I feel so unbelievable guilty for not answering the door. Now, I know that it’s most likely a lobbyist trying to get my vote, Jehovah’s Witnesses, little kids selling candy, etc. But, there’s always the chance, it’s some fresh-faced teen running from a serial killer and seeking shelter in our house.
But, then again, there’s always the chance she’s going to shoot me in the face. So, really, it’s a wash.
The reason I bring all this up is because our doorbell MAY have been rung at 6:15 this morning. I woke up from a solid sleep next to my snoring husband. I waited to see if I’d hear the sound again, but to no avail. I shook Brett awake.
“Did you hear the doorbell?” I asked anxiously.

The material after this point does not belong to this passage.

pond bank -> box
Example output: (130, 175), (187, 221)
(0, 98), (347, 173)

“Ghnoring blascanman,” he said lightly.
“I think I heard the doorbell,” I fretted, wringing my hands, totally awake and feeling guilty.
“What time is it?” My husband muttered something unintelligible before resuming his snoring.
I snuck out of bed and tiptoed to the laundry room window which overlooks our front door. I peeked over the window, but I didn’t see anyone.
I climbed back into bed. “Maybe it was just the garbage truck. It kind of dings back and forth when it moves down the street. Besides, who would ring the doorbell at 6:15 in the morning? I mean, who!”
Besides a twisted, sadistic gunmen who might be a neighbor.
Still, I remained sitting up in bed. I felt guilty. What is someone had been out jogging and was being chased by a gun-toting, one-armed man? What then? Had I shirked my duty?
My husband was distracted by me sitting ramrod straight in bed. He leaned to one side and considered me out of one sleepy eye. “Are you okay, hon?”
“Just worried about that stupid doorbell,” I confided.
“It’s okay, baby.” He patted me knee. “It was probably just in your dream.”
“Right! Right!” I got comfortable once again and tried to drift back off to sleep. In the back of my mind, I saw all the people who could have been up and ringing doorbells at 6:15 and decided that if it had been that important, they would have rung more than once.
So, if it was you, I’m sorry I didn’t answer the door. But, word of advice, always call before you stop over.
I like my face the way it is too much to risk it, even for you.